Nonostante i ripetuti avvertimenti degli alti funzionari statunitensi e personalmente del presidente Joe Biden, il primo ministro israeliano Benjamin Netanyahu ha ordinato al suo esercito di invadere la città di Rafah, al confine tra Gaza ed Egitto. Questo sviluppo rafforza i timori di un culmine del disastro umanitario già in corso, poiché Rafah è l’ultima area di Gaza ancora sotto controllo palestinese ed è stata invasa dalla maggior parte della popolazione della Striscia come ultima risorsa per gli sfollati delle regioni settentrionali e centrali.

Già nelle prime ore di venerdì mattina, i caccia israeliani hanno bombardato obiettivi all’interno di Rafah, uccidendo 22 persone, tra cui donne e bambini, portando il bilancio totale delle vittime dall’inizio della guerra a 27.840, secondo le autorità palestinesi.

“Doppio piano”

In seguito, Benjamin Netanyahu ha dichiarato di aver chiesto ai vertici militari di elaborare un “doppio piano” per schiacciare Hamas nella sua ultima roccaforte e contemporaneamente evacuare i civili da Rafah.
Parlando ai giornalisti giovedì sera, Joe Biden ha accusato Israele di un uso eccessivo della forza e ha insistito sulla necessità di un accordo di cessate il fuoco. “Come sapete, sono dell’idea che la risposta (di Israele) alla Striscia di Gaza sia stata eccessiva”, ha detto il presidente statunitense, aggiungendo: “Sto facendo molta pressione affinché ci sia un cessate il fuoco per il rilascio degli ostaggi. Sto lavorando instancabilmente in questa direzione”. Un giorno prima, il Segretario di Stato americano Anthony Blinken era tornato a mani vuote dal Medio Oriente, mentre Benjamin Netanyahu respingeva le richieste di Hamas per un cessate il fuoco, insistendo che “non c’è alternativa alla vittoria totale” sul gruppo islamico.

Da parte sua, il consigliere per la sicurezza nazionale della Casa Bianca John Kirby ha dichiarato che qualsiasi espansione delle operazioni di terra di Israele a Rafah “sarebbe qualcosa che non sosterremo”. In tono più deciso, il portavoce del Dipartimento di Stato americano Vedant Patel ha dichiarato che: “Condurre un attacco simile in questo momento, senza pianificazione e con poca riflessione, in un’area dove un milione di persone si sono rifugiate, sarebbe un vero disastro”.
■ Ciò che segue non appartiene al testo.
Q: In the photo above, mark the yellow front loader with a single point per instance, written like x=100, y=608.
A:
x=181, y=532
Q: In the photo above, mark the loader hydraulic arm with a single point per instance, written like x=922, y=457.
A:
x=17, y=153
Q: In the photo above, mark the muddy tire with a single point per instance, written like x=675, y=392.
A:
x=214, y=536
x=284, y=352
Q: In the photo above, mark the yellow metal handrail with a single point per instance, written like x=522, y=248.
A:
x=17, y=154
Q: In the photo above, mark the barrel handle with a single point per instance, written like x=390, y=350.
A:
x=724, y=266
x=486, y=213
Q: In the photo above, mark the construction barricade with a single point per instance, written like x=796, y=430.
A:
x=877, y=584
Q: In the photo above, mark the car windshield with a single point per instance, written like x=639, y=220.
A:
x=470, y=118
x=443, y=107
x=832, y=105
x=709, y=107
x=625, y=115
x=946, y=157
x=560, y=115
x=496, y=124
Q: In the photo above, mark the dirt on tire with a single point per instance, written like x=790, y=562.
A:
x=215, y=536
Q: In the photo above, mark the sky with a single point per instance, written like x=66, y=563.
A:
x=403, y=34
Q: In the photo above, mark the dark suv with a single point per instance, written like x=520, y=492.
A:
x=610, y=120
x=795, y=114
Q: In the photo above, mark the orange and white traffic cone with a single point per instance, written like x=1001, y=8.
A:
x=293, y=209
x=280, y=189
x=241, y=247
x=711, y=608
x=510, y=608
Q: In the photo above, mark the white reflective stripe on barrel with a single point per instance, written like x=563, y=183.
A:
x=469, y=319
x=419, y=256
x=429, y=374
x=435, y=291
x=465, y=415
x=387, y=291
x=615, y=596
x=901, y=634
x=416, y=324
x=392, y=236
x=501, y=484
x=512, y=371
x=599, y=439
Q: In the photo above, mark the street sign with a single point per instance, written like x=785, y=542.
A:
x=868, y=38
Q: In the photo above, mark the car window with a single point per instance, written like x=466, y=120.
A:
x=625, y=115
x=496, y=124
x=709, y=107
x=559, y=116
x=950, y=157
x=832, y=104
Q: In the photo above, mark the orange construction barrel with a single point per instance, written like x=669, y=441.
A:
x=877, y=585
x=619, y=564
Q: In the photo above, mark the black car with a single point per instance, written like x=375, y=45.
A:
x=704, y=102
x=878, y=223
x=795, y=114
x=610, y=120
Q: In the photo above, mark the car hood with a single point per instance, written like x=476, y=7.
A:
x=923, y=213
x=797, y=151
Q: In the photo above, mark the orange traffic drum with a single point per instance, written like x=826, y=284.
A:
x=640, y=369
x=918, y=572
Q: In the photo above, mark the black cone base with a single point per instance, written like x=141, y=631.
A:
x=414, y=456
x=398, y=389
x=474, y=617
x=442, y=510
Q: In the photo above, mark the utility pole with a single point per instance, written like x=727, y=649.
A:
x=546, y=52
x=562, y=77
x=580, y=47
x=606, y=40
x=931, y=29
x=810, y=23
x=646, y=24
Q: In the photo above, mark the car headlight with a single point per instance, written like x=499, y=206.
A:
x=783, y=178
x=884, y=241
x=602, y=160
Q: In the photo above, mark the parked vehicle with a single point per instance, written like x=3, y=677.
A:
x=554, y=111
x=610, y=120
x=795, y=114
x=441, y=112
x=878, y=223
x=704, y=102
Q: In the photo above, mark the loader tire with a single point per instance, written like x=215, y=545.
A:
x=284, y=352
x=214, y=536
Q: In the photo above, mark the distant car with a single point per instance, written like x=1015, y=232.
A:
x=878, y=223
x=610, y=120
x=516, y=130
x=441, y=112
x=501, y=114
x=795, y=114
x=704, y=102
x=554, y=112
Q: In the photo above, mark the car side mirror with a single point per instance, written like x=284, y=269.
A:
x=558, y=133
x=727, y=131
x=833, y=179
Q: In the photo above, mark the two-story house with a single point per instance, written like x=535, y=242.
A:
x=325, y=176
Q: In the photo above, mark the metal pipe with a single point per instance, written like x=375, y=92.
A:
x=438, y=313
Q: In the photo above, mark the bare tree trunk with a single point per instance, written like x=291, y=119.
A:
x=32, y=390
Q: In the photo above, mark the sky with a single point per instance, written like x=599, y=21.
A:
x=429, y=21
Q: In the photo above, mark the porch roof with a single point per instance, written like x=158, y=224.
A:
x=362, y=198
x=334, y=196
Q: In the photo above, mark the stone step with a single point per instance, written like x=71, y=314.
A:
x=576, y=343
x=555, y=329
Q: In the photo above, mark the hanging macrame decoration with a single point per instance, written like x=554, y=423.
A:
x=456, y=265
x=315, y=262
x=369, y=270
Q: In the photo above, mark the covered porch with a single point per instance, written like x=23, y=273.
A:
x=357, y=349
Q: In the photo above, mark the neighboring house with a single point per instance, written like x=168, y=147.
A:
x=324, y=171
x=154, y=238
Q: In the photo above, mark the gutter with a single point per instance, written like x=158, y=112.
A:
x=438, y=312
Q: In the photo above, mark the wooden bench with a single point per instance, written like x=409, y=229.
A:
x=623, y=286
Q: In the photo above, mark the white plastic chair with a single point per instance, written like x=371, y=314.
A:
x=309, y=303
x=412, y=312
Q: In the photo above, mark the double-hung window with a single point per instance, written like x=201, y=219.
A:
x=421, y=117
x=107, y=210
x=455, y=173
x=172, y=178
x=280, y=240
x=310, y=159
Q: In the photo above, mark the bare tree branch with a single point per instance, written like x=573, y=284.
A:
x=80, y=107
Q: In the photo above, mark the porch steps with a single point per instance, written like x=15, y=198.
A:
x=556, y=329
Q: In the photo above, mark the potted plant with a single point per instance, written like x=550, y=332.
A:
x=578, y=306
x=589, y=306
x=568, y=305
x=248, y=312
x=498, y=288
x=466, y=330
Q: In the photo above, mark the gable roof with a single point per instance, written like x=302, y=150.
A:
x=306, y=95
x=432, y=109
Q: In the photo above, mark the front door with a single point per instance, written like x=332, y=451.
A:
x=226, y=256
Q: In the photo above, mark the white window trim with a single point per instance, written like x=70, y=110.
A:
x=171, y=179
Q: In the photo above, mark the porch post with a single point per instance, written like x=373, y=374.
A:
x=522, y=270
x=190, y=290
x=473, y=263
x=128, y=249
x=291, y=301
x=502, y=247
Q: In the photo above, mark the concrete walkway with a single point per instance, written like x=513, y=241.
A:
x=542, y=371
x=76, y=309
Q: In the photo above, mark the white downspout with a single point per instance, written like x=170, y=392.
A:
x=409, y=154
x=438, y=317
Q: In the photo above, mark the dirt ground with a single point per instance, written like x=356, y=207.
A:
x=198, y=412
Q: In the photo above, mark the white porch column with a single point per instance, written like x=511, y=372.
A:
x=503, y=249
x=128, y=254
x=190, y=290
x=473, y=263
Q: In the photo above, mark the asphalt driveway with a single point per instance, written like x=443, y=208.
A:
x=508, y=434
〈Si teme un enorme disastro umanitario nell’ultima enclave di Gaza sotto controllo palestinese, dove si è rifugiata la maggior parte dei residenti della Striscia.〉

L’imminente minaccia di un’incursione dell’esercito israeliano a Rafah sta causando terrore tra le organizzazioni umanitarie internazionali. Il direttore esecutivo dell’UNICEF, l’agenzia delle Nazioni Unite per l’infanzia, Catherine Russell, ha dichiarato che un eventuale raid rappresenterebbe “un altro devastante punto di svolta nella guerra”, avvertendo che a Rafah e nei dintorni ci sono circa 600.000 bambini, molti dei quali vivono in campi di fortuna in condizioni intollerabili.
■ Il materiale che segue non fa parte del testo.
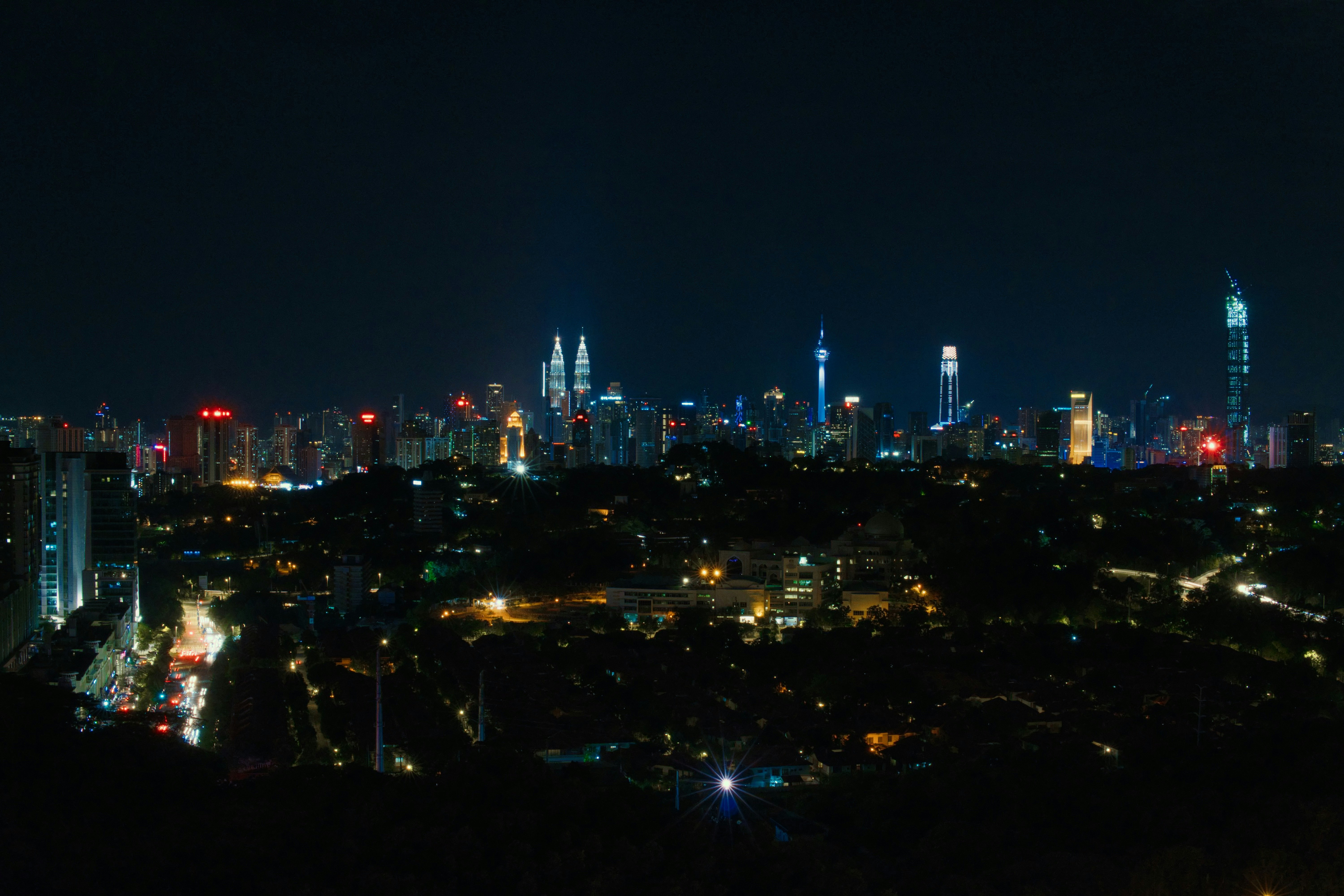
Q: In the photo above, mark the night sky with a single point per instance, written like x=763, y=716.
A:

Biden incontra Olaf Schultz

Gli sviluppi sul fronte di Gaza e la prosecuzione degli aiuti occidentali all’Ucraina sono stati i temi principali dell’incontro tra Joe Biden e il cancelliere tedesco Olaf Schultz alla Casa Bianca. Gli aiuti militari statunitensi a Israele e all’Ucraina sono stati bloccati a causa del continuo rifiuto dei repubblicani di approvare una legge al Congresso.

Nel frattempo, il Ministro degli Esteri iraniano Hossein Amirabdolahian si è recato ieri a Beirut, dove avrebbe dovuto incontrare il leader del potente gruppo filo-iraniano Hezbollah e rappresentanti del governo libanese. Parlando con i rappresentanti di Hezbollah, Hamas e Jihad islamica (queste ultime due organizzazioni palestinesi mantengono anche una presenza armata in Libano), il funzionario iraniano ha promesso di continuare a sostenere queste organizzazioni.

Contemporaneamente, su iniziativa dell’Arabia Saudita, si sono incontrati a Riyadh i ministri degli Esteri di Egitto, Giordania, Emirati, Qatar e del Paese ospitante. Il tema dell’incontro, a cui ha partecipato anche il Segretario Generale dell’Organizzazione per la Liberazione della Palestina (OLP), Hussein al-Sheikh, è stato quello delle iniziative arabe congiunte per la pace nella regione sulla scia del tour di Blinken.